There is a lot of hype around the whole Hollywood meets Silicon Valley thing. Most of it is mercifully forgotten after the press conference, but some of it has been great, like the digital film production techniques which were pioneered at Industrial Light & Magic.  

But while movie special effects continue to get better, CD-ROM is a rapidly aging 10-year old technology, which at the present rate of technological evolution is very old indeed. It is an evolutionary dead end. 

The future is in networks. 

What will be the technology of the future communications networks? We know with absolute certainty that it is DIGITAL. Someday, all telephone networks will be digital. The telephone companies know that this is true, they know that they must do it to remain competitive, they know how to build it. Technology is easy. Comedy is hard. 
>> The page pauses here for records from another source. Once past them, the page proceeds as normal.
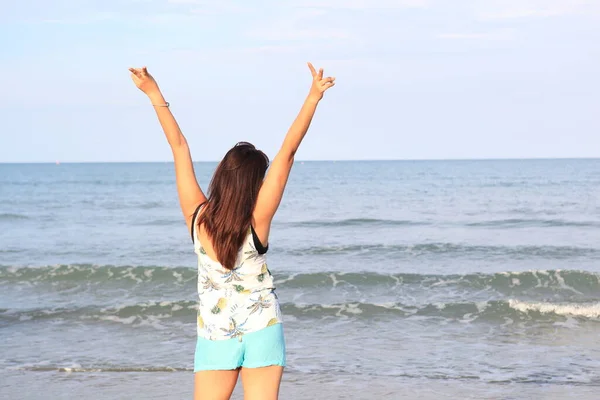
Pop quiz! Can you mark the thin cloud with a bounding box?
[295,0,430,10]
[438,31,515,40]
[475,0,600,20]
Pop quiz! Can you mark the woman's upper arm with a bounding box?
[253,153,294,236]
[172,140,206,230]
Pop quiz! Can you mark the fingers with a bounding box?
[307,63,317,78]
[129,68,142,78]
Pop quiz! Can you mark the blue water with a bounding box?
[0,160,600,399]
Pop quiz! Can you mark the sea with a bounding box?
[0,159,600,400]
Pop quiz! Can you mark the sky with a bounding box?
[0,0,600,162]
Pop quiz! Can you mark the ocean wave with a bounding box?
[0,213,29,222]
[0,299,600,326]
[465,218,600,228]
[285,218,429,228]
[14,365,194,373]
[0,264,600,295]
[288,243,600,260]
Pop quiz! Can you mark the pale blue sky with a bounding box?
[0,0,600,162]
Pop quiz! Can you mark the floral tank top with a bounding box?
[192,206,282,340]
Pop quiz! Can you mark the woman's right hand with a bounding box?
[308,63,335,101]
[129,67,160,96]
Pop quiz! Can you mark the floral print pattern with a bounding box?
[193,217,282,340]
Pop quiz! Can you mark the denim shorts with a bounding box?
[194,324,285,372]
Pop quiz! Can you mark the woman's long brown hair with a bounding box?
[197,142,269,269]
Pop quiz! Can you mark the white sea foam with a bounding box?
[508,300,600,318]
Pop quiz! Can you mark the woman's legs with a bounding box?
[242,365,283,400]
[194,369,240,400]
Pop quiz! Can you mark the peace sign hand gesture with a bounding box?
[308,63,335,101]
[129,67,160,96]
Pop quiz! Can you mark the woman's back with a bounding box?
[192,206,282,340]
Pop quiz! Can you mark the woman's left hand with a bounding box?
[129,67,160,96]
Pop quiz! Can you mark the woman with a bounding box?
[130,63,335,400]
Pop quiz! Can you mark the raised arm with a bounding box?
[129,67,206,229]
[253,63,335,241]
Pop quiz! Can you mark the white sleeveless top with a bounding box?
[192,208,282,341]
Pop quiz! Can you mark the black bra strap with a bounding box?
[190,202,206,243]
[250,225,269,254]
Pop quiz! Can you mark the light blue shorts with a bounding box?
[194,324,285,372]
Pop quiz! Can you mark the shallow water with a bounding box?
[0,160,600,399]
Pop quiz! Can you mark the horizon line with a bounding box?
[0,156,600,165]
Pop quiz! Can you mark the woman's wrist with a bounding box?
[146,88,166,104]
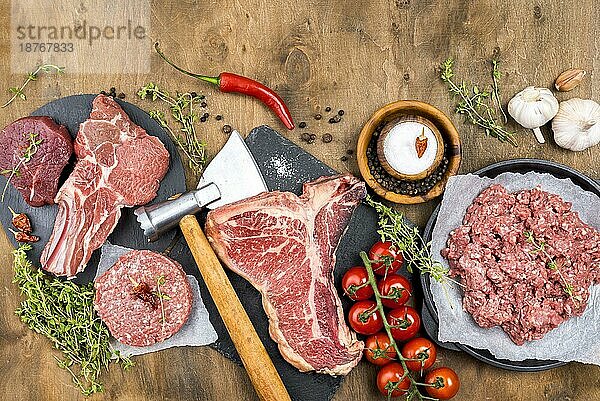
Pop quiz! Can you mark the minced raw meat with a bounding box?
[441,184,600,345]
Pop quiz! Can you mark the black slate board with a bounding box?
[165,126,390,401]
[0,95,185,283]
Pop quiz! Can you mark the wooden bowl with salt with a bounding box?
[356,100,461,204]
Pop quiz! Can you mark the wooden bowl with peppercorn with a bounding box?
[356,100,461,204]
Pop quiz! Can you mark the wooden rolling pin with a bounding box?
[179,215,290,401]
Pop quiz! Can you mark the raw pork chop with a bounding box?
[41,95,169,277]
[206,175,366,375]
[0,117,73,206]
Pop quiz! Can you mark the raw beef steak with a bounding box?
[41,95,169,277]
[0,117,73,206]
[206,175,366,375]
[94,251,192,347]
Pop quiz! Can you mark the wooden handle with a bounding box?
[179,216,290,401]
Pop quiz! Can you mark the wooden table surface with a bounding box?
[0,0,600,401]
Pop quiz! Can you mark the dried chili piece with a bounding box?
[9,228,40,244]
[415,128,427,159]
[131,282,158,309]
[154,43,294,130]
[8,206,32,234]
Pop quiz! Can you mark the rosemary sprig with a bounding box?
[13,244,133,395]
[360,251,437,401]
[1,64,65,108]
[137,82,206,175]
[0,132,44,202]
[440,58,517,146]
[523,231,583,305]
[491,57,508,124]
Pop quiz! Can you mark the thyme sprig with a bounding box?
[0,132,44,202]
[13,244,133,395]
[440,58,518,146]
[360,251,437,401]
[0,64,65,108]
[366,196,454,284]
[137,82,206,176]
[523,231,583,305]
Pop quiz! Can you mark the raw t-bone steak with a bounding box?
[206,175,366,375]
[41,95,169,277]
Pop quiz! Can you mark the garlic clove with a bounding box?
[508,86,558,143]
[552,98,600,152]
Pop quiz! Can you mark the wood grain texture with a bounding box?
[0,0,600,401]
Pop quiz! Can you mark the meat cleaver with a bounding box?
[134,131,290,401]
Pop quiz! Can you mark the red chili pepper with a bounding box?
[154,43,294,130]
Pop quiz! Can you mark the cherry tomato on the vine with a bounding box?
[348,301,383,336]
[400,337,437,372]
[377,274,412,309]
[387,305,421,341]
[342,266,373,301]
[425,367,460,400]
[377,362,410,397]
[369,241,404,276]
[365,332,396,366]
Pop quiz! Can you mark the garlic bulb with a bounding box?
[552,98,600,151]
[508,86,558,143]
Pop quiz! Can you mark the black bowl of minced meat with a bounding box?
[420,159,600,372]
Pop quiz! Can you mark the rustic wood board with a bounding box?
[0,0,600,401]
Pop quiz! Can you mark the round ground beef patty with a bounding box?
[94,250,192,347]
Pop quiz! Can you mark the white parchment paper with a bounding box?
[94,241,217,356]
[430,172,600,365]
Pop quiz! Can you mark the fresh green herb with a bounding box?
[360,252,437,401]
[156,275,171,327]
[137,82,206,175]
[366,196,451,283]
[13,244,133,395]
[440,58,517,146]
[0,132,44,202]
[491,56,508,124]
[1,64,65,108]
[523,231,583,305]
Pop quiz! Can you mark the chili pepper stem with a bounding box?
[154,42,220,86]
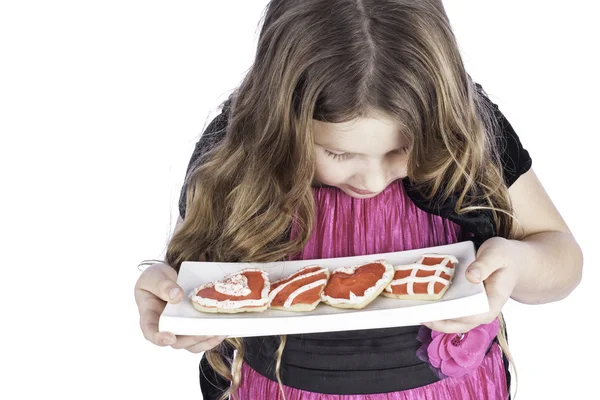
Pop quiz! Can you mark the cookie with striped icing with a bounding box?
[269,265,329,311]
[382,254,458,300]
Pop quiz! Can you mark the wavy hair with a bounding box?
[167,0,512,399]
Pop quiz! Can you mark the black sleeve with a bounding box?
[475,83,532,187]
[179,99,231,219]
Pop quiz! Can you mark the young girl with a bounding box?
[136,0,582,400]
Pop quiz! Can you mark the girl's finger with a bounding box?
[135,264,183,307]
[140,308,176,346]
[171,335,217,349]
[185,336,225,354]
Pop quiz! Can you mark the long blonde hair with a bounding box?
[167,0,512,399]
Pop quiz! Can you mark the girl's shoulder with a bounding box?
[475,83,532,187]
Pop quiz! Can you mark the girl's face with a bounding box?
[313,114,409,198]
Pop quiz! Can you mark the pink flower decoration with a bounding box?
[418,319,500,376]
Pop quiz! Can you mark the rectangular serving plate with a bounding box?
[159,241,489,337]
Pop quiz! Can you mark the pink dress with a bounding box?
[232,182,508,400]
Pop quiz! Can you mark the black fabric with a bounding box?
[185,84,532,400]
[179,98,231,219]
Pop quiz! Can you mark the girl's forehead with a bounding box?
[313,115,408,154]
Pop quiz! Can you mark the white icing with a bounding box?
[189,268,271,309]
[321,260,394,304]
[418,253,458,266]
[215,274,252,297]
[269,265,327,301]
[283,279,327,307]
[334,263,358,275]
[385,254,458,295]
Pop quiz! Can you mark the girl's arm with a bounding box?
[500,169,583,304]
[424,169,583,333]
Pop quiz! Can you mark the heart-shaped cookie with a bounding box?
[269,265,329,311]
[321,260,394,309]
[189,268,270,313]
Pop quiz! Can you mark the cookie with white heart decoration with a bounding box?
[189,268,271,313]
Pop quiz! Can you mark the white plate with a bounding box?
[159,241,489,337]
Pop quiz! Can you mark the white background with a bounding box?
[0,0,600,399]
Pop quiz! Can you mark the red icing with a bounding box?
[196,271,265,301]
[271,265,321,291]
[324,263,385,299]
[271,266,327,307]
[391,257,454,295]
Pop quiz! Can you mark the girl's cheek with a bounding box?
[315,164,347,186]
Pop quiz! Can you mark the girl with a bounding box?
[136,0,582,400]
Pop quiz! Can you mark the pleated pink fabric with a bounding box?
[237,182,508,400]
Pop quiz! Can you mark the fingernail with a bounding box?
[467,268,481,282]
[169,287,180,300]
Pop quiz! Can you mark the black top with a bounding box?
[179,84,532,400]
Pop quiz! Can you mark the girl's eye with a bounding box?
[325,150,350,161]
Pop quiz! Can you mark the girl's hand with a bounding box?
[423,237,522,333]
[135,264,225,353]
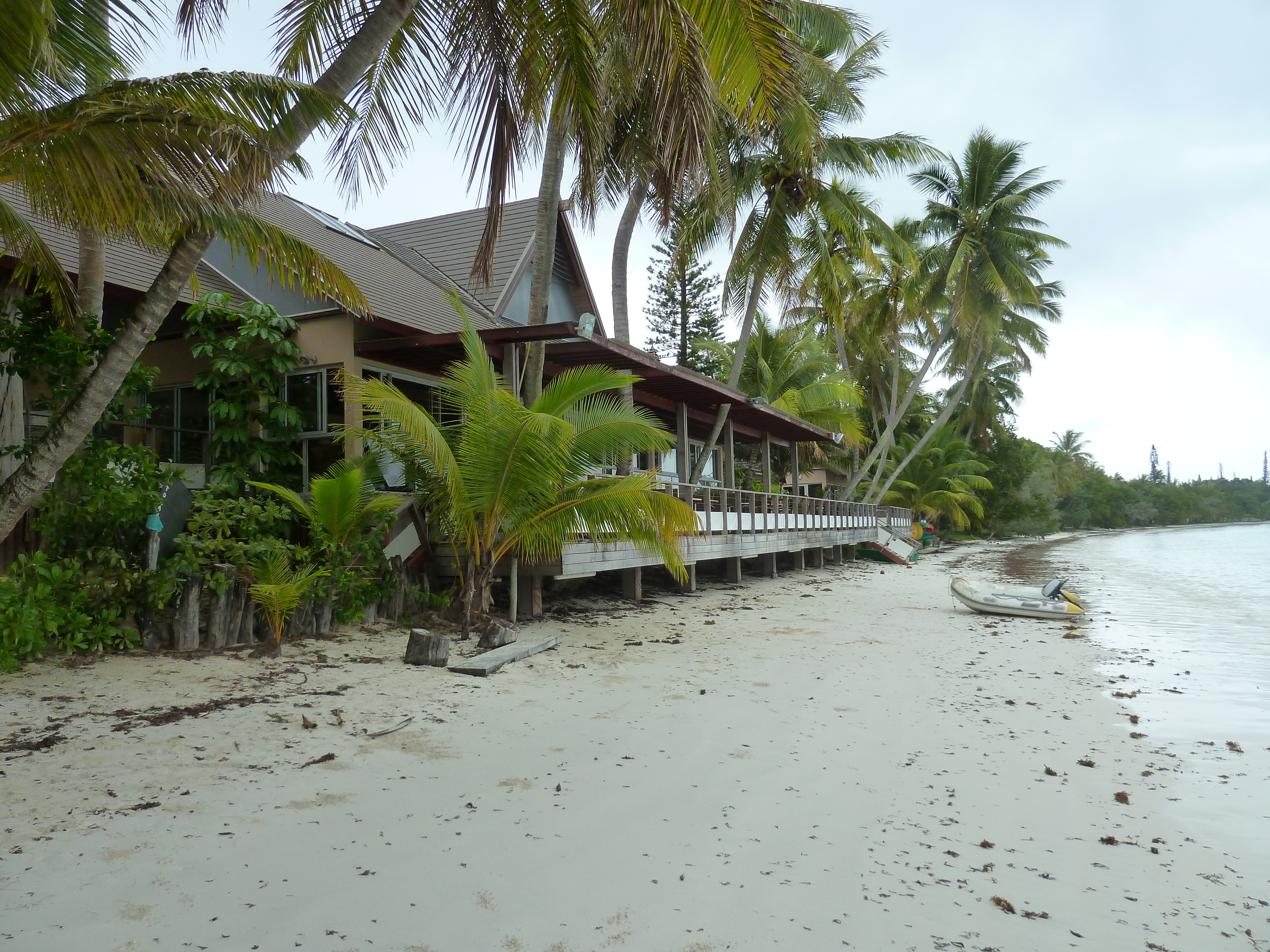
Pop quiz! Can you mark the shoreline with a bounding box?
[0,542,1270,952]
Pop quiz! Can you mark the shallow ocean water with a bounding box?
[1015,524,1270,882]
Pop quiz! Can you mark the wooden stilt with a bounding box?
[622,566,644,602]
[507,556,521,625]
[171,574,203,651]
[679,562,697,592]
[207,565,237,651]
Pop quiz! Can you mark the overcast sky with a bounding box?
[145,0,1270,479]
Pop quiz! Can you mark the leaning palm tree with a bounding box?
[248,551,326,658]
[342,310,696,638]
[250,456,401,635]
[513,0,810,402]
[1049,430,1093,466]
[883,426,992,529]
[690,27,932,482]
[865,129,1066,500]
[0,0,373,538]
[706,314,864,487]
[944,341,1026,452]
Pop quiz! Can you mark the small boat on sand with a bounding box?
[949,576,1085,618]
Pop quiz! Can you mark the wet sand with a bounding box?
[0,545,1270,952]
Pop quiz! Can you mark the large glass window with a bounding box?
[282,367,344,487]
[144,387,211,466]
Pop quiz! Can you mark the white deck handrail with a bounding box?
[582,482,913,537]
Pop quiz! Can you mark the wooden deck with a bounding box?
[437,484,913,579]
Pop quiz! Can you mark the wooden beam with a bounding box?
[674,404,692,482]
[450,635,560,678]
[723,416,737,489]
[503,343,521,393]
[758,433,772,493]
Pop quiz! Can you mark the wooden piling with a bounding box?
[207,565,237,651]
[171,572,203,651]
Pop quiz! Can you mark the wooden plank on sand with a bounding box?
[450,635,560,678]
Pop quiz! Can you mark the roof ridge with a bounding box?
[375,235,495,319]
[368,195,538,235]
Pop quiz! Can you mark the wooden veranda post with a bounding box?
[674,404,692,487]
[721,416,740,581]
[758,433,781,579]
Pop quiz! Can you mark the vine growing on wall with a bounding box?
[185,294,304,496]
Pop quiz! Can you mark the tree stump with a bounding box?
[478,622,517,647]
[403,628,450,668]
[237,597,255,645]
[207,565,237,651]
[171,572,203,651]
[314,594,335,635]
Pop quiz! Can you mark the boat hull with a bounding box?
[949,578,1085,618]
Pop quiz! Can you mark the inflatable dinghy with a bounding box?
[950,578,1085,618]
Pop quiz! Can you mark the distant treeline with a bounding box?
[975,432,1270,536]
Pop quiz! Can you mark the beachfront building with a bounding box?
[0,189,908,589]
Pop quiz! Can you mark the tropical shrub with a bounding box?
[0,552,138,671]
[250,454,401,633]
[250,552,326,656]
[342,314,696,637]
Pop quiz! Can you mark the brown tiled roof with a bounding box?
[368,198,537,308]
[249,195,500,334]
[356,322,832,443]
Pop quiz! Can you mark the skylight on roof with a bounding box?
[301,203,378,248]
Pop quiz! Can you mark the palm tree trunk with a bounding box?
[843,315,952,499]
[612,182,648,476]
[521,114,565,406]
[688,265,767,485]
[75,228,105,317]
[458,556,476,641]
[613,182,648,344]
[0,284,27,485]
[0,0,418,538]
[677,261,688,367]
[864,325,899,503]
[874,352,979,503]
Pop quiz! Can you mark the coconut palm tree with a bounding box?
[0,0,447,538]
[707,314,862,487]
[691,34,931,481]
[865,129,1066,508]
[250,454,401,635]
[944,347,1026,452]
[883,426,992,529]
[799,218,930,499]
[1049,430,1093,466]
[248,551,326,658]
[343,302,696,638]
[513,0,796,402]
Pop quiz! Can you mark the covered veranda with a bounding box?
[357,322,912,613]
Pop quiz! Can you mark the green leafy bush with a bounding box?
[0,552,137,671]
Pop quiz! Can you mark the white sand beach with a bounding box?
[0,546,1270,952]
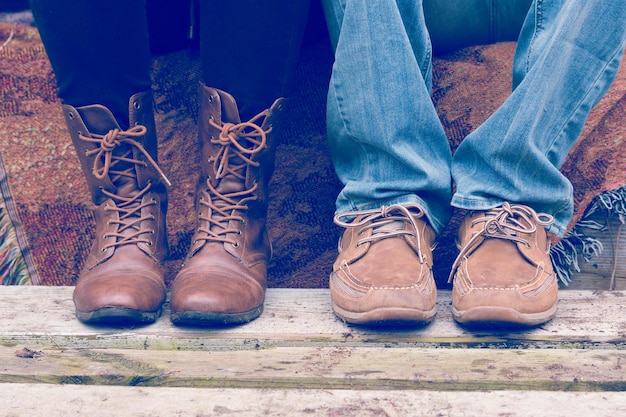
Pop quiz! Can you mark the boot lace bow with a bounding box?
[334,204,426,263]
[198,110,272,247]
[79,125,171,251]
[448,202,554,283]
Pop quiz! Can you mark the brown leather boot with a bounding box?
[450,203,558,326]
[330,204,437,325]
[63,92,168,324]
[170,86,283,326]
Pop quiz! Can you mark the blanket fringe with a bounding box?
[550,186,626,286]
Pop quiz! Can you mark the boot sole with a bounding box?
[170,304,263,327]
[76,307,162,326]
[332,303,437,327]
[452,304,556,327]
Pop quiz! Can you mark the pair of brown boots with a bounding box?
[63,85,283,326]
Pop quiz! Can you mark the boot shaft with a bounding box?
[62,92,167,205]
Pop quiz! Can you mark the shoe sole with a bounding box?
[170,305,263,327]
[452,304,556,327]
[332,303,437,326]
[76,307,162,326]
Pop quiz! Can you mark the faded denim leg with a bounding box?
[324,0,452,232]
[452,0,626,236]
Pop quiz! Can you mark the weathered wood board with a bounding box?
[0,287,626,417]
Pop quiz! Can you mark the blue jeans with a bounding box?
[324,0,626,236]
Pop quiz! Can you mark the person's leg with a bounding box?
[170,0,309,325]
[324,0,451,324]
[424,0,532,55]
[31,0,151,128]
[452,0,626,324]
[31,0,168,324]
[200,0,309,120]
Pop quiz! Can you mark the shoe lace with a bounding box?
[448,202,554,283]
[79,125,171,251]
[334,204,426,263]
[198,110,272,246]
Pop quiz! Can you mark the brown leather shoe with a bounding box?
[330,205,437,325]
[450,203,558,326]
[63,92,168,324]
[170,86,283,326]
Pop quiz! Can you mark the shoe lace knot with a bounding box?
[448,202,554,283]
[79,125,171,251]
[334,204,426,263]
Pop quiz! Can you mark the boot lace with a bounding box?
[448,202,554,283]
[79,125,171,251]
[334,204,426,263]
[198,110,272,247]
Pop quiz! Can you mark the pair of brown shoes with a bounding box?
[330,203,558,326]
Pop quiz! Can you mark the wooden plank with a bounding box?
[0,384,626,417]
[0,347,626,391]
[0,287,626,351]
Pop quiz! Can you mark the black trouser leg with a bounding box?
[31,0,151,126]
[200,0,309,120]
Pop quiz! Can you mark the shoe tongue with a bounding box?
[372,220,404,235]
[77,105,137,198]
The part they are unsure of is how to make money at it. They are under attack in exactly the same way they attacked the telegraph companies a century ago. They know they have to adapt, but they don't know what to become, and even if they did, regulatory restrictions may constrict them. So we have seen what had once been very respectable companies doing outrageous things like speculating in videogames, or conducting an expensive advertising campaign to sell products that don't exist. 

The thing that makes telecommunications so wonderful is also what makes it so difficult. It is only really useful when everyone is hooked up. Full deployment of a new technology is extremely expensive. And because technology advances so quickly, there is a significant risk that the wrong technology will be used. By definition, it is large scale. 

Unlike multimedia, a phone company can't sell 40,000 units of something and then declare that they've established a billion dollar industry. They have to do it for real and the stakes are very high. 

It is frightening. Fail to act: extinction. Move, you have a chance. But take the wrong step: extinction. 

It is like we're at the end of the Corporate Cretaceous Period. The big dinosaur companies somehow know that they lack the genetic material to survive in the next age, so they are madly mating with each other, hoping to find the assets and intelligence to continue to dominate in the next age.  

And so we've been witnessing the Dance of the Dinosaurs, where they go pairing off in unexpected ways, each hoping that the other knows where it's going. It's like a crazy high stakes game of follow the loser. 

This state of chaos cannot exist for long. We will eventually reach the point where it is obvious what the New Medium is, and when that happens, we will see a rapid transition to a new state of stability. In the process we will see some companies fail, some industries diminish, and amazing wonderful things seeming to come out of nowhere. 

The new medium will be the largest open system in the world. It will reach everyone. It will be inherently secure. It will transform the Global Village into a community. It will make money for a lot of people. 

A new medium that is less than that will not dispel the confusion.